Thursday, March 23, 2017

German Economy after World War

The first several years after World War 2 were years of bitter penury for the Germans; farm production fell, food supplies were cut off  and the standart of living fell to extremely bad levels. High inflation caused savings loss of  99% of their values.

The period of 1950-60 called “German Economic Miracle” in the German period. It was a rapid reconstruction and development of the economy of Germany which was a lasting period of low inflation and rapid industrial growth.

The first step of Germans was to decide a new economic system : “Social Market Economy”; which was an economic system free of state intervention and domination. The only state role in the new German economy was to protect the competitive environment from monopolistic tendencies. The main components of Social Market Economy are;

  • Price stability,
  • Restricted redistributive system of social transfer,
  • Effective competition policy,
  • Liberal trade regime,
  • Absence of price regulations.

The second step was currency reform; abolishing of the Reichsmark and the creation of a new currency, the Deutsch Mark; a much more valuable currency. To clean up the postwar mess and solving the problem of capital shortage; Germans substituted a much smaller number of  DM, the new legal currency, for  Reichsmark. The net result was about 93% of  contraction in the money supply.

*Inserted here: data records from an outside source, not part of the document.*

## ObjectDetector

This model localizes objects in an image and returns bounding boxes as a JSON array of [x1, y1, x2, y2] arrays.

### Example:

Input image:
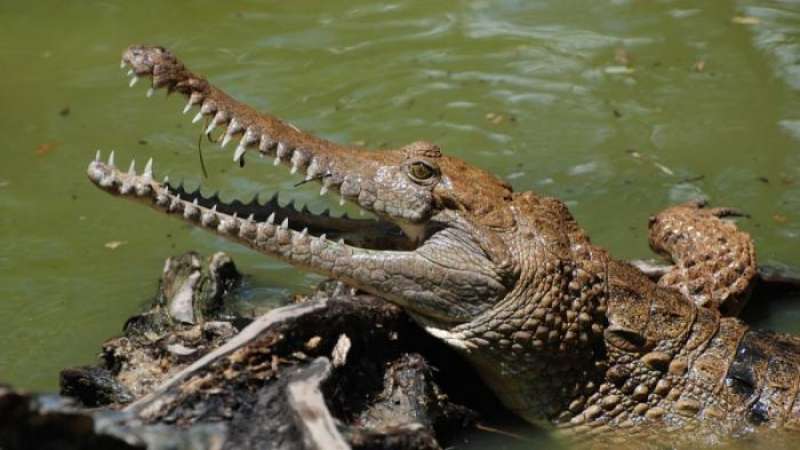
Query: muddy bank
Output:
[[0, 252, 525, 450]]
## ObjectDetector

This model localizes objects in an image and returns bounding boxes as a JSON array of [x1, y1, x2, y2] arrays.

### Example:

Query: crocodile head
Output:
[[89, 46, 517, 329]]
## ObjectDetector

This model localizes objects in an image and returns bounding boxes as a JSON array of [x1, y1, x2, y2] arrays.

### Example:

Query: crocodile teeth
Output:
[[143, 158, 154, 180], [120, 60, 126, 69], [200, 101, 217, 115], [108, 150, 116, 167], [95, 150, 101, 162], [127, 160, 136, 176], [320, 185, 328, 196], [206, 111, 227, 135], [183, 92, 204, 114], [233, 144, 247, 163], [280, 218, 289, 230], [126, 69, 133, 76], [221, 118, 243, 148], [129, 76, 138, 87], [192, 111, 204, 124], [258, 135, 275, 154], [146, 87, 155, 98], [267, 212, 275, 225], [274, 142, 291, 166]]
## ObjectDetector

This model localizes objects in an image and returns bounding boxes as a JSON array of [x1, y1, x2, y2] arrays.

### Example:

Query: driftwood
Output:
[[0, 252, 517, 450]]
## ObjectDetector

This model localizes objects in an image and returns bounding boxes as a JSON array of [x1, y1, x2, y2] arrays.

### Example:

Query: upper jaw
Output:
[[118, 45, 434, 247]]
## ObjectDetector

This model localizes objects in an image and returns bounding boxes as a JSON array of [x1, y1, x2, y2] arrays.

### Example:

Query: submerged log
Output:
[[1, 252, 518, 450]]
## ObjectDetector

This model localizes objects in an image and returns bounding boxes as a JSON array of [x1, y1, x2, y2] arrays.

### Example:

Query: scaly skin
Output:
[[88, 46, 800, 445]]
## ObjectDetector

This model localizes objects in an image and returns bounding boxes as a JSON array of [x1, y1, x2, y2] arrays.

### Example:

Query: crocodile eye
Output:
[[408, 161, 437, 182]]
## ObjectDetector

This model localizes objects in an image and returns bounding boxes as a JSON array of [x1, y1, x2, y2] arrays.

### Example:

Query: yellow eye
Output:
[[408, 161, 436, 182]]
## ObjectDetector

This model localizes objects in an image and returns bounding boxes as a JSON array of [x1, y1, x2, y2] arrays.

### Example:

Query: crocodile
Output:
[[88, 45, 799, 445]]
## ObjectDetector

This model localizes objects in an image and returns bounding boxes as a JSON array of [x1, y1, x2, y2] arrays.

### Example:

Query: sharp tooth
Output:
[[192, 111, 204, 124], [339, 197, 345, 206], [143, 158, 153, 179], [163, 175, 169, 184], [267, 212, 275, 224], [200, 101, 216, 115], [221, 118, 242, 147], [205, 121, 217, 135], [280, 218, 289, 229], [193, 198, 199, 206], [120, 60, 126, 69], [300, 228, 308, 237], [273, 155, 281, 166], [290, 162, 299, 175], [258, 135, 274, 154], [127, 160, 136, 176], [126, 69, 133, 76], [211, 204, 218, 212], [183, 92, 203, 114], [320, 185, 328, 196], [95, 150, 101, 161], [320, 233, 327, 241], [129, 76, 138, 87], [338, 238, 345, 245], [247, 214, 255, 222], [108, 151, 116, 167], [146, 87, 155, 98], [277, 142, 291, 158], [233, 144, 247, 162]]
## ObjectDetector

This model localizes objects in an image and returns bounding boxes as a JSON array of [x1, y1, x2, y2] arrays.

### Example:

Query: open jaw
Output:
[[88, 46, 422, 258]]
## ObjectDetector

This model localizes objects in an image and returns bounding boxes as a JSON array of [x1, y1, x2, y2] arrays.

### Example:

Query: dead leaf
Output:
[[105, 240, 128, 250], [486, 112, 509, 125], [693, 60, 705, 72], [614, 48, 631, 65], [604, 66, 635, 75], [773, 214, 789, 224], [732, 16, 760, 25], [35, 142, 60, 156]]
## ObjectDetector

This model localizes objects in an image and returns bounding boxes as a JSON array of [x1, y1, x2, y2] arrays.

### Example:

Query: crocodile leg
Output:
[[647, 201, 758, 316]]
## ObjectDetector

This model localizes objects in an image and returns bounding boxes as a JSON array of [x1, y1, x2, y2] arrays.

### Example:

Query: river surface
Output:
[[1, 0, 799, 448]]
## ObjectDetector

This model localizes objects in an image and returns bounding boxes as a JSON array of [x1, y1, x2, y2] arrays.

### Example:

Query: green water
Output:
[[1, 0, 799, 446]]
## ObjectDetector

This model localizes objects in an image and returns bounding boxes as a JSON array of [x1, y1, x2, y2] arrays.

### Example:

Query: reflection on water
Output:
[[0, 0, 799, 448]]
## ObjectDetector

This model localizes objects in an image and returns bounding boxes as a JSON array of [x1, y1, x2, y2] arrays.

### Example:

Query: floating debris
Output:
[[693, 60, 706, 72], [773, 214, 789, 224], [35, 142, 60, 157], [732, 16, 761, 25], [604, 66, 635, 75], [614, 48, 631, 66], [104, 240, 128, 250]]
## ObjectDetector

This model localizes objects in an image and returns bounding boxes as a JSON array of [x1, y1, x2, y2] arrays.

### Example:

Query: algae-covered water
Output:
[[1, 0, 799, 447]]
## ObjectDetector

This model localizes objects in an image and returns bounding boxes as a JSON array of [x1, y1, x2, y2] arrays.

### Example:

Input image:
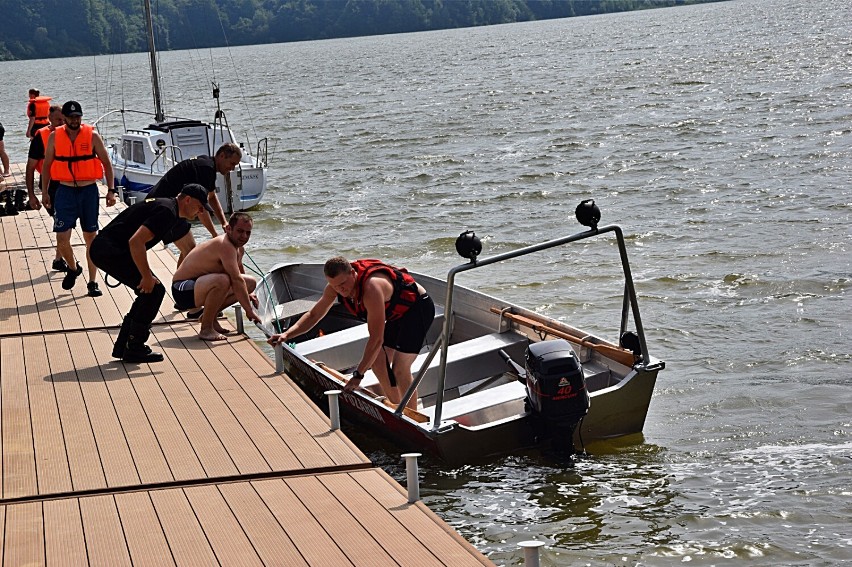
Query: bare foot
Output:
[[213, 321, 232, 335], [199, 330, 228, 341]]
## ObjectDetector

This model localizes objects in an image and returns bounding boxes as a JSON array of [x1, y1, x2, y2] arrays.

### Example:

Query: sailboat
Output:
[[94, 0, 268, 213]]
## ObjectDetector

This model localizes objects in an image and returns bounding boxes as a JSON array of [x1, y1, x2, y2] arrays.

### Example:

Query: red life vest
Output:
[[50, 124, 104, 183], [27, 96, 52, 125], [34, 125, 54, 174], [339, 259, 420, 322]]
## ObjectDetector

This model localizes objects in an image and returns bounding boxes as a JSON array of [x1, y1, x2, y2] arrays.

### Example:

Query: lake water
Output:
[[1, 0, 850, 564]]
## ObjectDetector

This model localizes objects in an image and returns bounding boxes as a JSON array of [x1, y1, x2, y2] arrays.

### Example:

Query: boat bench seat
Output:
[[296, 307, 445, 371], [274, 294, 324, 320], [419, 381, 528, 426], [404, 331, 529, 399]]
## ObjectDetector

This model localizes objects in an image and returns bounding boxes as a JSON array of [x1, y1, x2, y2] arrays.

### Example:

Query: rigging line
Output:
[[215, 8, 260, 144], [243, 250, 283, 334]]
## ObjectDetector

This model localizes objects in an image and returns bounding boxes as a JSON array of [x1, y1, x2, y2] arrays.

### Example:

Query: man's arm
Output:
[[92, 132, 116, 207], [354, 277, 390, 376], [197, 208, 218, 237], [40, 133, 55, 207], [207, 191, 228, 229], [267, 286, 336, 345], [221, 242, 259, 321], [129, 226, 158, 293], [25, 158, 41, 210]]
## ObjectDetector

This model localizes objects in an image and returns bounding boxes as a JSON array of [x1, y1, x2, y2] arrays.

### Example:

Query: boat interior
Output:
[[262, 264, 628, 429]]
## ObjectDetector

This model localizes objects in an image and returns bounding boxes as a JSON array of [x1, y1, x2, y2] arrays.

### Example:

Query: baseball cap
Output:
[[179, 183, 215, 213], [61, 101, 83, 117]]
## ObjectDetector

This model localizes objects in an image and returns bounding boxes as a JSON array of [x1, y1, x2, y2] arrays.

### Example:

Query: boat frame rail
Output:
[[394, 224, 652, 431]]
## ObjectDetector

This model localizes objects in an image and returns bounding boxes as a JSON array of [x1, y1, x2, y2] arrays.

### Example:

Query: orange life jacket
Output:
[[339, 259, 420, 322], [27, 96, 52, 125], [34, 125, 54, 174], [50, 124, 104, 183]]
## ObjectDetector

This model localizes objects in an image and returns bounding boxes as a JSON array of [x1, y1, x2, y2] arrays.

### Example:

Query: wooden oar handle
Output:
[[490, 307, 636, 367]]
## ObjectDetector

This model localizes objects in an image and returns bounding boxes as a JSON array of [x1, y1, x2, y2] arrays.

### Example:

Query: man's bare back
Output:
[[173, 233, 241, 282]]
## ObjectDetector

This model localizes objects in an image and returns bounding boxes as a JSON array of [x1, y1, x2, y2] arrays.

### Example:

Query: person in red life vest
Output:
[[40, 100, 117, 297], [268, 257, 436, 411], [24, 105, 67, 269], [26, 88, 52, 140]]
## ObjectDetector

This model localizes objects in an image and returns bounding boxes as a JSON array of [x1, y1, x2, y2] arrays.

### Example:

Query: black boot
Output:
[[123, 321, 164, 363], [14, 190, 26, 211], [112, 316, 133, 359], [2, 191, 16, 216]]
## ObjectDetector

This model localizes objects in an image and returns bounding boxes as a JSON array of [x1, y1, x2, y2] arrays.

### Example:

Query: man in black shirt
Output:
[[90, 184, 213, 363], [147, 142, 242, 267]]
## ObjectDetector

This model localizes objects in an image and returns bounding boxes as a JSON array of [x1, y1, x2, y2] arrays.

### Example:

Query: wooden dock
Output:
[[0, 167, 492, 566]]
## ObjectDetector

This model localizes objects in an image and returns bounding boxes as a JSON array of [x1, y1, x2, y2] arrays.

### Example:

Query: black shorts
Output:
[[172, 279, 197, 310], [0, 122, 5, 140], [160, 219, 192, 245], [383, 294, 436, 354]]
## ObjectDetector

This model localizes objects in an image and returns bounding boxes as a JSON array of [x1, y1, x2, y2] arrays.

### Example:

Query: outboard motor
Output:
[[524, 339, 590, 456]]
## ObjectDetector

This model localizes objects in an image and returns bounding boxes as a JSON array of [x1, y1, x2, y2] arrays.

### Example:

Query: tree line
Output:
[[0, 0, 726, 61]]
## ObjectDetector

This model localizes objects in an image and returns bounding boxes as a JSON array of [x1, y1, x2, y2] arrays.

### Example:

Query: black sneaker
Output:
[[52, 258, 68, 272], [87, 281, 103, 297], [62, 262, 83, 290]]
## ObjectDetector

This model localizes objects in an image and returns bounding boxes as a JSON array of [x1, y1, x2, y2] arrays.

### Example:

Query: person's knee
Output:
[[245, 275, 257, 292]]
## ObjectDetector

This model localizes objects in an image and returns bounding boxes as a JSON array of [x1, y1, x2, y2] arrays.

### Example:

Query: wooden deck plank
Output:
[[149, 488, 220, 567], [68, 333, 142, 489], [352, 469, 493, 566], [0, 217, 23, 252], [176, 335, 304, 472], [152, 326, 272, 476], [0, 252, 21, 336], [43, 333, 107, 493], [146, 368, 239, 480], [2, 501, 44, 566], [89, 330, 206, 483], [10, 248, 44, 335], [322, 472, 445, 567], [1, 336, 38, 500], [184, 484, 264, 566], [43, 498, 88, 565], [252, 478, 354, 566], [79, 495, 132, 567], [115, 491, 177, 567], [219, 481, 308, 566], [24, 334, 73, 496], [287, 475, 396, 567]]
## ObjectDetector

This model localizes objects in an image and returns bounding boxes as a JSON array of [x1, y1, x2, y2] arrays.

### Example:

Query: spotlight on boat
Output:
[[575, 199, 601, 229], [455, 230, 482, 262]]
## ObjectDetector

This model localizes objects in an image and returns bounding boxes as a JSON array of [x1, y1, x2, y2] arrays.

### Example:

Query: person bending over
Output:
[[268, 257, 435, 410]]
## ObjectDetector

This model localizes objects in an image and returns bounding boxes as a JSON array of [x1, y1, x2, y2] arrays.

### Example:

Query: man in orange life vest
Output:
[[26, 88, 51, 140], [25, 105, 67, 269], [41, 100, 116, 297], [268, 257, 436, 411]]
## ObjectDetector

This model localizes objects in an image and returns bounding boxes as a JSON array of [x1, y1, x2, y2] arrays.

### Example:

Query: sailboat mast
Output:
[[144, 0, 165, 123]]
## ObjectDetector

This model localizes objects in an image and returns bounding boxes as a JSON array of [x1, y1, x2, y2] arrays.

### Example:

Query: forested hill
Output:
[[0, 0, 726, 61]]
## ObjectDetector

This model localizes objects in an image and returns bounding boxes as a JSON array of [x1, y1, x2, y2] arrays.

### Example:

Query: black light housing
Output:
[[455, 230, 482, 261], [575, 199, 601, 229]]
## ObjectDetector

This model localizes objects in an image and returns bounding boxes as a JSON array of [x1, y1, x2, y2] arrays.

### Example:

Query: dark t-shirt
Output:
[[28, 132, 46, 160], [99, 198, 181, 249], [147, 155, 216, 198]]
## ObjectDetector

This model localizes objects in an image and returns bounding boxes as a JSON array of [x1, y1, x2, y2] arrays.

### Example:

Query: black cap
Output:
[[179, 183, 215, 213], [61, 100, 83, 117]]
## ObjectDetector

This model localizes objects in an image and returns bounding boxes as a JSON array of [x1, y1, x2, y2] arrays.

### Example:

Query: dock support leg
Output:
[[402, 453, 422, 503], [234, 305, 245, 334], [519, 541, 545, 567], [325, 390, 342, 431]]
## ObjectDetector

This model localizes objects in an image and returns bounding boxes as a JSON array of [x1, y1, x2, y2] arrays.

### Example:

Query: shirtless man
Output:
[[171, 211, 260, 340]]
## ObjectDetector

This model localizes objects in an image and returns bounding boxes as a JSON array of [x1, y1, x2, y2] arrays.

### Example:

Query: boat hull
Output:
[[258, 262, 664, 463]]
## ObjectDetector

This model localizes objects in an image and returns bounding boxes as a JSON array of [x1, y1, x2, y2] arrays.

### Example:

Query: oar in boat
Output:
[[490, 308, 636, 367]]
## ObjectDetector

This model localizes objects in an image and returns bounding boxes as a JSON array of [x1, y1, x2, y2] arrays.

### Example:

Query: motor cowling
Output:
[[524, 339, 590, 455]]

With the currency reform, German’s currency went more valuable so German people were going to work hard to get those  DM.  The fundamental reason for the quick economic recovery can be found in this currency reform, Germany had a skilled workforce and a high technological level in 1946. Germany’s capital stock had largely been destroyed during the war. This problem were overcome by the time of currency reform which made the currency much valuable and halts the inflation. During the period, Germany also increased the interest rate to encourage savings and to keep inflation low.  Along with currency reform and increasing interest rates, the Government made a reform in tax system. According to new tax system; the richer pay more and the poorer pay less.

Germany proceeded after 1950 to quickly rebuild its capital stock and thus to increase its economic output at stunning rates. The very high capital investment rate thanks to low consumption and a very small need for replacement capital investment drove this recovery during 50’s. Initial exports of Germany were raw materials such as coke but by the end of 1950’s exports were mainly manufactured goods. German farm employment and farm production declined sharply during the period.

  • Over the period the average annual growth rate was 18%  per year.
  • By 1960, industrial production was more than four times of its annual rate in 1950.
  • GDP rose by two-thirds during the decade.
  • The number of persons employed rose from 13.8 to 10.8 millions.
  • Unemployment rate fell from 10.3%  to 1.2%.
  • Wages and salaries rose over 80 percent, even without causing an increase in inflation.